Research also needs to uncover the dynamics created among subordinates by exposure to a collective TFL climate. In other words, future research could examine the dynamics involved in translating TFL and TSL managerial behaviors into collective motivational outcomes. Factors such as identity, cohesion, supportive peer behaviors, and even peer pressure could be explored as mediating mechanisms (e.g., Steffens et al., 2014). For example, when managers are perceived to act in a transformational manner, it might encourage similar need supportive behaviors among subordinates. Indeed, research has already shown that supporting versus controlling teachers influences how they support or control students (Deci et al., 1982; Pelletier, Séguin-Lévesque, & Legault, 2002). Conversely, some aspects of TFL perceptions might also create some kind of pressure to conform among employees, which might possibly explain the increase in collective controlled work motivation. Leadership behaviors that strengthen group norms, such as articulating a strong vision and contingently rewarding, could have similar effects at the collective level, essentially creating “corporate cultism” (Tourish & Pinnington, 2002). It would thus be worthwhile for future research to examine how norms and pressure might be created through TFL climates.

Practical Implications

Our results support the importance of behaving transformationally in all circumstances to promote the autonomous motivation of subordinates. In particular, the study shows that creating a transformational climate affects the whole collective. Therefore, providing subordinates with a vision in a public manner, encouraging out-of-the-box thinking, and acting as a role model and coach can contribute to developing their collective autonomous motivation, which so far have been shown to lead to greater individual performance, commitment, and well-being (Arnold, Turner, Barling, Kelloway, & McKee, 2007; Gagné, Chemolli, Forest, & Koestner, 2008; Slemp et al., 2018). It is therefore advisable to select managers who have characteristics associated with TFL (Judge, Bono, Ilies, & Gerhardt, 2002) or to train TFL behaviors (Avolio, Reichard, Hannah, Walumbwa, & Chan, 2009; Collins & Holton, 2004; Kelloway & Barling, 2000).

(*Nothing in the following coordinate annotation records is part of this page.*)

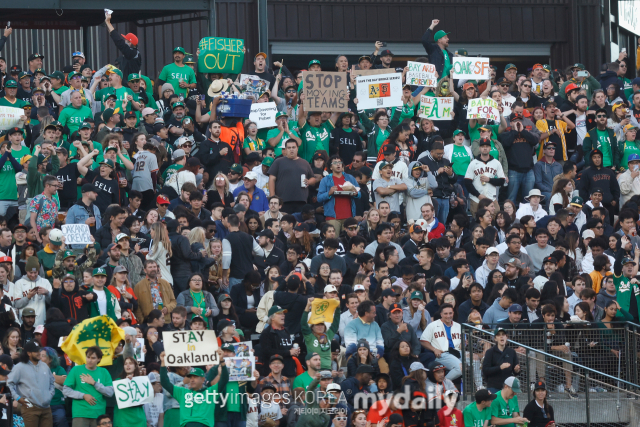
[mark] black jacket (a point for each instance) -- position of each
(130, 61)
(491, 370)
(213, 162)
(519, 148)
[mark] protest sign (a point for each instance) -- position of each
(220, 55)
(263, 114)
(380, 91)
(240, 368)
(134, 392)
(76, 234)
(325, 91)
(470, 68)
(436, 108)
(253, 85)
(421, 74)
(189, 348)
(10, 117)
(479, 108)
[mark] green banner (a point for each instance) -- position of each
(218, 55)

However, the present study also showed that TSL should not be neglected in times of crisis. If we consider organizations in crisis to be less structured and stable than those not in crisis, path-goal theory (House, 1971) would advise to use more directive leadership styles, closer to TSL. Path-goal theory would also advise using more participative, supportive, and achievement-oriented styles when the environment is more structured and stable. It may thus be advisable for training not to solely focus on teaching TFL but on coaching managers to adapt their behaviors to the situation. Since controlled motivation also seemed to have some modest influence on individual perceptions of TSL, coaching could also focus on making managers aware of how their behavior may possibly be influenced when subordinates demonstrate substantial controlled motivation and on alternative ways of acting with them to decrease their controlled motivation. Teacher behaviors supportive of the three psychological needs have been shown to bring about a switch in student motivation from controlled to autonomous and therefore offers good support for the idea that this is a feasible solution to such motivational problems (Black & Deci, 2000).

Conclusion

The present study sets out to uncover critical associations between leadership and motivation through the use of rigorous multilevel cross-lagged analyses to disentangle where the effects are located. The study also investigated if organizational crisis moderates these relations. Results showed that collective perceptions of TFL led to increases in both collective autonomous and controlled work motivation. TSL also mattered when considering organizational circumstances, such that it helped achieve better individual and collective motivation when organizations were experiencing a crisis, and it worsened individual motivation when organizations were not in crisis. There was little evidence that motivation changed perceptions of leadership.